İletiGönderilme zamanı: Pzr Haz 21, 2009 10:23
gönderen the_narrator
ne akepe imiş ya

Re: Atatürkçü Eğitim Anlayışından Nasıl Uzaklaşıldı?

İletiGönderilme zamanı: Prş Ağu 20, 2009 7:21
gönderen Dalkılıç
Gazi Paşa eğtim öğretimin amacını bakın nasıl özetliyor:
Çocuklarımıza vereceğimiz öğrenimin sınırı ne olursa olsun onlara esas olarak şunları öğreteceğiz; Milletine, Türkiye Devleti'ne, TBMM'ne, düşman olanlarla mücadele; bu mücadelenin sebep ve vasıtaları ile donatılmayan bir millet için yaşama hakkı yoktur.
bunun üzerine fazla söz söylemeye gerek yok sanırım...

Re: Atatürkçü Eğitim Anlayışından Nasıl Uzaklaşıldı?

İletiGönderilme zamanı: Prş Ağu 20, 2009 11:54
gönderen Orhan Sonkaya
Hocam videoyu görüntüleyemiyorum. Bir kontrol ederseniz sevinirim.

Re: Atatürkçü Eğitim Anlayışından Nasıl Uzaklaşıldı?

İletiGönderilme zamanı: Prş Ağu 20, 2009 11:59
gönderen Türk-Kan
Taun, görüntüde sorun yok. Sayfayi yenilemeniz yardimci olacaktir.

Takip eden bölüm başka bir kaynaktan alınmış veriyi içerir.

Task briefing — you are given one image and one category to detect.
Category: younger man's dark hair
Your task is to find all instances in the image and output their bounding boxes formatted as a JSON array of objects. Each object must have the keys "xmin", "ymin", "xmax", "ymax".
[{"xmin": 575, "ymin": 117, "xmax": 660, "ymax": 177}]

Re: Atatürkçü Eğitim Anlayışından Nasıl Uzaklaşıldı?

İletiGönderilme zamanı: Pzr Eyl 27, 2009 14:17
gönderen ozan35
Bu nasıl iş! 23 Nisan'ı 29 yaptılar.

MEB tarafından yeni eğitim-öğretim yılında öğrencilere ücretsiz dağıtılan ders kitaplarında "23 Nisan Ulusal Egemenlik ve Çocuk Bayramı"nın tarihi 29 Nisan olarak yer aldı.

Resim

Milli Eğitim Bakanlığı (MEB) tarafından yeni eğitim-öğretim yılında öğrencilere ücretsiz dağıtılan ders kitaplarında "23 Nisan Ulusal Egemenlik ve Çocuk Bayramı"nın tarihi 29 Nisan olarak yer aldı. "30 Ağustos Zafer Bayramı" ise ulusal bayramlar arasında sayılmadı.

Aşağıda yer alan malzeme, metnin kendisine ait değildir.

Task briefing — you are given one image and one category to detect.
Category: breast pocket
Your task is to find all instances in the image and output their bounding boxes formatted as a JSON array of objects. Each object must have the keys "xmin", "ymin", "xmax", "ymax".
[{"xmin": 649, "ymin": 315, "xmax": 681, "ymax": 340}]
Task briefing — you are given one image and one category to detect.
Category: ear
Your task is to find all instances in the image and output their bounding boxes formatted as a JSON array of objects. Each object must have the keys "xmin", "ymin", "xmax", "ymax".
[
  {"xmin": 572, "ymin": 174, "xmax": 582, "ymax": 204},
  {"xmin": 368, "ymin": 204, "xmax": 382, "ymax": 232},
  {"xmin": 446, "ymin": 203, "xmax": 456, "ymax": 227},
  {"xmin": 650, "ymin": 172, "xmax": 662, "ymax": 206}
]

Eğitim-öğretim yılının başlamasıyla birlikte MEB'in Türkiye genelindeki okullara dağıttığı ders kitaplarının bazılarında, ulusal bayramlara ilişkin hatalar göze çarptı. Kitaplarda 23 Nisan'ın tarihi, kitap sayfasında görsel malzeme olarak kullanılan takvimde karıştırıldı. Takvim sayfasında tatil olan günler kırmızı nokta ile işaretlendi. Ancak takvim sayfasında 23 Nisan tarihi kırmızı yerine siyahla yazılırken, tatil olmayan 29 Nisan kırmızı olarak işaretlendi. Bazı kitaplarda ise 30 Ağustos ulusal bayramlar arasında yer almadı.

İLKÖĞRETİM KİTABI

Habertürk'ün haberine göre ilköğretim 2. sınıf Türkçe ders kitabında "Değerlerimiz" adlı ünitedeki "Bayramlarımız" başlıklı okuma parçasında, dini ve ulusal bayramlar anlatılırken 30 Ağustos Zafer Bayramı hakkında hiçbir bilgi verilmedi. Okuma parçasında dini bayramlar arasında ramazan ve kurban bayramları hakkında açıklamalar yapıldıktan sonra ulusal bayramlar sıralandı. Kitapta Ayşin Bumin tarafından yazılan okuma parçasında, Türkiye'nin ulusal bayramlarının 29 Ekim Cumhuriyet Bayramı, 19 Mayıs Atatürk'ü Anma ve Gençlik ve Spor Bayramı, 23 Nisan Ulusal Egemenlik ve Çocuk Bayramı olduğu sıralanırken, 30 Ağustos Zafer Bayramı unutuldu. Okuma parçasında, ulusal bayramlar hakkında bilgiler verilirken 30 Ağustos Zafer Bayramı hakkında tek bir ifade bile yer almadı.

TARİH ÖZÜRLÜ KİTAP

İlköğretim 1. sınıf "Hayat Bilgisi" ders kitabının 124. sayfasında yer alan illüstrasyondaki takvimde ise 23 Nisan Ulusal Egemenlik ve Çocuk Bayramı'nın tarihi karıştırıldı. Nisan 2005 tarihini gösteren takvimde 23 Nisan günü kırmızı renkle vurgulanarak tatil olarak gösterilmedi. Ulusal Egemenlik ve Çocuk Bayramının kutlandığı 23 Nisan günü yerine, "29 Nisan günü" kırmızı renkle gösterildi. Takvime göre 23 Nisan yerine hiçbir özelliği bulunmayan 29 Nisan tarihi tatil olarak belirtildi. Takvimin üstünde biri kız, biri erkek olan iki öğrencinin ellerinde Atatürk portresiyle 23 Nisan'ı kutlarken gösterilmesine karşın, bayramın tarihi karıştırıldı.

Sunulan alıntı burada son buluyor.